I overdid playing with Vesta today and my lower abdomen starts to ache so I lay down on the couch and stare out as I am wont to do these days: seeing but not seeing, thinking but not thinking, crying but not crying. The mail carrier drops the mail into the slot, leaves a package and rings the doorbell. The photos of Harvey taken by a volunteer professional photographer have arrived in a small, yellow padded envelope. I know what it is before I turn it over. I am both excited and dreadful. Also in the box: several insurance bills, one in Harvey’s name.
The photos are a DVD slide show and a CD of images to be printed or posted to the web. There is a personal note from the photographer, a flyer for the organization (Now I Lay Me Down To Sleep), and the discs each in a cardboard sleeve with the logo and his name. The whole thing neatly and thoughtfully wrapped in a cotton string. The discs have his name, Harvey Walker, written in beautiful script. I put the DVD in and my computer won’t play it. Constantly loading. I insert the CD and click through each image file. I look at the professional photos of my beautiful, dead son. Made to look not like a brain dead newborn but instead a tiny, sleeping cherub. “This is what he really looked like” I tell myself. It’s surreal because it’s a picture of my baby, the one who looks like his big sister, I would recognize him anywhere, except it’s not what he looked like. My baby spent the last 39 of his 40 hours connected to 8 beeping machines, taped up, poked and prodded, tubes coming from seemingly every opening and thick needles piercing into his veins and even an artery. The baby in the picture has skin all one perfect color, the irritated skin of the upper lip from the tape retouched out, the tears dripping from his always closed eyes and yellow mucus from his nose and mouth removed. The baby in the pictures looks like a baby that would come from the combination of my husband’s and my genes but he does not look like the baby we held and loved and lost in the hospital. The baby in the picture is a rare, tangible reminder of exactly what we are missing. Reminder is not the right word, because we never forget what we are missing. But there he is in perfect, infant form, even the red splotchy birth mark at his “third eye” retouched, the mark shared on his sister’s forehead too, like we never saw him but should have.
Also in the mail are what we receive seemingly ever other day, for both Harvey and my recent medical needs and hospital stays, and affectionately call the “This is not a bill” bills. Each report from our insurance company, in large black and white print above indecipherable charts of tests, consultations, inpatient services, radiology, neurology, imaging and their associated costs, how much Kaiser is paying, and how much we will owe when the “Bill” bill comes, are the words THIS IS NOT A BILL. But it will be.
One is addressed to Harvey. This is the first piece of mail that he has received with his name on it. Until now, the bills from the two ambulance rides and the first hospital were addressed to “Baby Boy Walker”. We had a short list of names and were waiting to have him in our arms before we chose one. Though I knew it was Harvey for months. The ambulances and the first hospital didn’t have his name because he didn’t have one yet, because it was a flurry of chaotic activity, because my husband could not be comprehended through his terror and despair.

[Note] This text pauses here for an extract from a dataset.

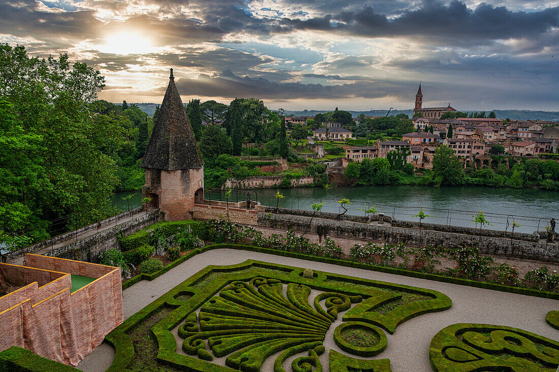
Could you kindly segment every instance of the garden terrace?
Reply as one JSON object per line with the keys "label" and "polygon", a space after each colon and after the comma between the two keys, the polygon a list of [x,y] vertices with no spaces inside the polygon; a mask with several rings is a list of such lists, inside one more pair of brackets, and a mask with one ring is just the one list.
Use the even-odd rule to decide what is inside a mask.
{"label": "garden terrace", "polygon": [[[129,358],[125,359],[119,350],[132,350],[130,349],[130,347],[134,346],[134,344],[130,343],[132,341],[126,340],[129,337],[131,338],[130,340],[135,337],[138,338],[138,335],[140,334],[138,332],[143,332],[144,335],[151,336],[151,339],[149,337],[143,338],[144,340],[150,340],[151,346],[143,344],[141,345],[141,350],[151,350],[152,354],[151,359],[146,359],[146,357],[141,359],[138,363],[144,363],[146,360],[148,361],[156,360],[160,357],[176,357],[178,359],[173,359],[172,365],[165,364],[166,366],[165,368],[167,369],[167,370],[181,370],[179,365],[174,363],[177,360],[183,360],[187,356],[197,360],[205,360],[203,359],[201,359],[198,356],[197,349],[196,351],[196,356],[191,356],[183,350],[182,345],[186,338],[181,338],[179,335],[180,327],[185,323],[186,321],[188,321],[188,316],[193,311],[198,312],[199,316],[199,313],[204,306],[206,306],[203,307],[203,309],[206,311],[205,312],[210,314],[208,316],[210,317],[208,322],[211,323],[211,319],[214,318],[212,318],[213,316],[211,314],[215,314],[216,312],[211,309],[210,304],[208,302],[211,301],[215,294],[218,292],[221,293],[227,288],[227,285],[230,285],[234,279],[240,279],[242,277],[248,280],[253,274],[258,274],[260,277],[278,278],[278,280],[279,278],[282,278],[282,283],[286,287],[288,283],[300,283],[311,288],[312,291],[318,291],[318,293],[313,293],[308,297],[310,299],[309,303],[313,308],[315,308],[314,306],[314,299],[326,289],[330,290],[329,292],[333,292],[331,290],[333,288],[337,288],[337,293],[341,292],[343,294],[348,295],[356,294],[356,292],[363,294],[362,291],[367,291],[367,284],[371,283],[371,280],[374,281],[373,283],[376,285],[378,285],[379,281],[387,282],[386,285],[387,287],[385,288],[387,290],[381,291],[380,293],[385,294],[383,295],[392,295],[396,292],[401,293],[401,290],[398,290],[397,288],[404,285],[408,286],[407,288],[413,287],[424,293],[424,294],[419,294],[419,295],[437,293],[440,293],[439,295],[444,294],[452,299],[452,306],[449,309],[440,312],[425,313],[401,322],[399,325],[395,327],[390,325],[390,322],[385,322],[391,317],[384,317],[384,320],[379,321],[382,317],[381,316],[385,316],[394,310],[397,311],[397,307],[408,306],[408,308],[409,309],[410,306],[417,306],[416,304],[421,304],[422,302],[424,303],[432,300],[419,297],[415,299],[416,301],[411,302],[404,302],[399,304],[395,309],[391,308],[388,306],[383,306],[387,304],[381,303],[380,306],[372,305],[371,308],[374,308],[374,310],[372,312],[366,312],[375,313],[375,316],[379,317],[376,321],[373,321],[373,323],[371,323],[371,319],[367,319],[366,318],[363,322],[362,318],[365,317],[362,317],[359,321],[348,319],[348,317],[352,315],[350,312],[352,309],[357,308],[357,306],[360,304],[367,304],[366,302],[372,301],[369,299],[371,297],[363,298],[361,302],[352,303],[349,310],[339,312],[339,315],[336,321],[340,320],[342,322],[360,321],[380,327],[387,338],[386,349],[376,356],[369,357],[361,357],[344,351],[339,349],[334,342],[334,332],[338,324],[332,324],[327,331],[324,341],[323,342],[326,348],[326,351],[320,355],[320,348],[316,349],[317,346],[320,345],[314,346],[312,349],[316,353],[323,365],[323,370],[328,370],[329,365],[337,366],[344,363],[345,363],[345,366],[354,369],[361,368],[366,370],[378,368],[378,365],[373,366],[356,361],[356,360],[358,361],[359,360],[367,361],[363,363],[380,363],[385,366],[388,363],[387,365],[391,366],[391,370],[395,372],[430,370],[428,351],[431,339],[445,327],[465,322],[475,323],[488,323],[508,327],[515,326],[543,337],[548,338],[555,337],[556,331],[547,325],[544,320],[547,312],[550,309],[556,308],[557,302],[554,299],[525,297],[510,293],[497,292],[482,288],[383,273],[364,268],[351,268],[324,263],[320,262],[318,257],[316,261],[309,261],[292,257],[288,255],[279,256],[274,254],[259,252],[255,251],[258,250],[255,249],[255,251],[252,251],[247,250],[241,247],[231,249],[226,248],[228,246],[233,247],[234,246],[226,245],[215,246],[209,250],[196,250],[200,252],[192,255],[196,252],[193,251],[188,254],[190,255],[190,258],[186,261],[175,266],[170,271],[160,276],[152,277],[153,280],[151,281],[141,281],[124,291],[125,313],[126,317],[131,317],[107,337],[111,342],[115,344],[117,353],[114,359],[116,364],[113,365],[113,368],[110,370],[126,370],[128,369],[135,370],[130,366],[126,368],[126,366],[123,365],[128,363],[135,363],[136,362],[134,362],[134,360],[138,361],[139,360]],[[215,263],[216,257],[219,257],[220,261],[226,262],[231,265],[228,266],[207,267],[209,264]],[[245,261],[246,260],[256,260],[260,262]],[[321,260],[328,261],[327,259]],[[240,264],[235,264],[238,263]],[[251,265],[253,266],[252,268]],[[288,273],[286,270],[286,266],[291,270]],[[314,279],[302,278],[301,275],[303,270],[298,268],[302,267],[314,270],[316,278]],[[200,270],[201,271],[198,271]],[[237,276],[231,276],[231,275]],[[185,278],[189,279],[183,282]],[[228,278],[228,279],[226,279]],[[243,280],[243,282],[249,284],[250,280],[248,282]],[[344,290],[340,290],[342,287],[344,288]],[[380,288],[377,287],[377,289]],[[394,289],[395,292],[391,292],[387,290],[389,289]],[[169,292],[162,296],[162,293],[165,290]],[[210,293],[210,292],[212,293]],[[427,294],[425,293],[426,292]],[[277,293],[279,294],[279,292]],[[409,292],[408,293],[412,294]],[[287,295],[287,293],[283,295],[285,297]],[[205,303],[206,305],[202,304],[201,306],[201,302],[198,300],[202,297],[206,299]],[[221,296],[219,297],[224,298]],[[432,299],[432,297],[431,298]],[[230,300],[228,306],[233,306],[233,304],[237,304],[235,307],[240,306],[235,302],[236,300],[235,298],[230,298]],[[197,302],[198,303],[192,303],[193,301]],[[320,302],[322,303],[321,301]],[[396,302],[394,301],[392,303],[394,302]],[[529,304],[529,306],[527,306],[527,304]],[[362,307],[363,305],[361,306]],[[187,309],[183,310],[187,308]],[[325,308],[325,309],[327,311],[326,308]],[[224,308],[224,310],[226,308]],[[486,311],[487,308],[491,309],[491,311]],[[158,312],[160,311],[163,312]],[[136,314],[137,312],[140,312]],[[220,313],[221,312],[220,312]],[[134,315],[134,314],[135,314]],[[134,316],[131,316],[132,315]],[[221,317],[220,318],[228,316],[219,314],[217,315],[219,317]],[[144,322],[140,323],[140,321]],[[378,323],[375,323],[375,321]],[[378,324],[381,322],[383,325]],[[397,323],[397,321],[391,322],[392,325]],[[136,325],[132,326],[133,324]],[[129,327],[130,329],[127,328],[125,330],[125,326]],[[143,327],[143,330],[136,332],[136,330],[139,330],[140,327]],[[187,329],[184,330],[185,328]],[[148,330],[150,329],[153,333],[149,333]],[[389,330],[392,329],[394,329],[394,334],[391,335]],[[185,332],[193,332],[191,329],[189,330],[187,326],[183,327],[183,330]],[[136,333],[134,333],[134,332]],[[183,336],[186,336],[186,334],[183,333]],[[154,337],[155,338],[154,338]],[[209,338],[215,337],[217,336],[210,336],[209,340],[202,340],[206,344],[205,349],[209,354],[212,354],[212,357],[216,363],[218,364],[220,363],[224,363],[224,361],[226,359],[227,356],[218,357],[213,355],[212,352],[210,351]],[[155,342],[155,340],[157,340],[157,344]],[[167,345],[169,342],[174,345],[174,348],[172,346],[170,347],[173,350],[172,354],[164,351],[164,349],[162,349],[163,347],[162,345]],[[327,344],[327,342],[329,343]],[[213,342],[212,344],[216,345]],[[130,345],[130,347],[126,345]],[[165,350],[168,350],[167,346],[164,346],[164,348]],[[98,360],[103,359],[105,358],[103,351],[108,353],[110,359],[112,357],[110,356],[111,351],[107,350],[107,347],[100,347],[98,350],[100,354],[97,354],[97,350],[96,350],[78,367],[83,370],[91,372],[105,371],[108,368],[108,365],[103,366],[101,369],[98,368],[97,369],[92,366],[95,363],[92,361],[91,358],[97,358]],[[156,356],[156,354],[154,354],[156,350],[159,351],[159,356]],[[191,350],[191,352],[192,352]],[[202,352],[200,353],[200,355],[202,355],[201,358],[208,357],[205,353]],[[292,361],[293,357],[296,359],[296,357],[301,356],[311,357],[313,360],[314,359],[314,355],[309,355],[309,351],[301,351],[296,355],[291,357],[291,359],[288,359],[287,364],[286,363],[282,364],[284,369],[286,370],[291,370],[288,366],[290,362]],[[278,356],[279,354],[274,354],[273,359],[275,360]],[[371,360],[371,358],[373,358],[372,360],[375,361],[374,362],[368,361]],[[390,360],[390,361],[386,360],[387,359]],[[272,362],[273,361],[273,360]],[[264,365],[270,366],[269,368],[263,367],[260,370],[273,370],[272,362],[270,362],[271,365]],[[123,368],[124,369],[122,369]],[[216,368],[217,369],[215,370],[220,370],[219,368]],[[331,369],[330,370],[345,370]],[[349,368],[348,370],[354,370]],[[380,370],[391,370],[385,369]]]}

I didn’t get to the NICU for several hours after he was born and missed the ER and the ambulance rides. My best friend wheeled me into the NICU, all broken and battered and in shock, and someone said, “Here is Harvey’s mom.” and it was a like a beacon of light in the darkest of storms. I woke up for a minute, lifted my head out of my shock induced paralysis, and my heart swelled. He named him Harvey. Our son has a name. For the first and last time in his short little life, someone called me “Harvey’s mom”. I’ll always be Harvey’s mom, but never so much as I was in that moment, when a stranger said it out loud. Despite the sadness in her voice, someone said it out loud for the first time. The first time I heard his name spoken, the first time I was called his mom.
Yes, here I am. I am Harvey’s mom.
I was basking in that light when my husband came from Harvey’s room, weeping, to find me sitting in the wheel chair beaming. I smiled a huge smile at him and exclaimed “You named him Harvey!” I had such joy in that moment, such affection for my husband, for us, or little family of four. But I quickly saw as he stumbled toward me, not able to get there fast enough and not ever wanting to arrive, that this greeting to my husband, who spent the last 5 hours in his house shoes with his unresponsive baby and his fear of what was happening to me, was inappropriate.. My husband fell into my arms in absolute despair and Harvey’s mom and Harvey’s dad wept and wept for him. Danny told me later that he had never been so relieved to see me but never wanted to see me less for the reason for the reason of my arrival. That we were in this hospital, this NICU, to be with our son as he lived his whole life and then as he died.
I open the “This is not a bill” bill and see that his inpatient costs were upwards of $40,000, the pediatric neurologist’s consultation and subsequent visit were hundreds of dollars, that there was radiology and other line items. That Kaiser paid over $25K and that the “patient responsibility” is $2,500. There will be more not bills and more actual bills in the days that follow but this is the beginning of knowing the cost of life and the cost of death and the incredible unfairness that we must empty our savings account with nothing but broken hearts and empty arms to show for it.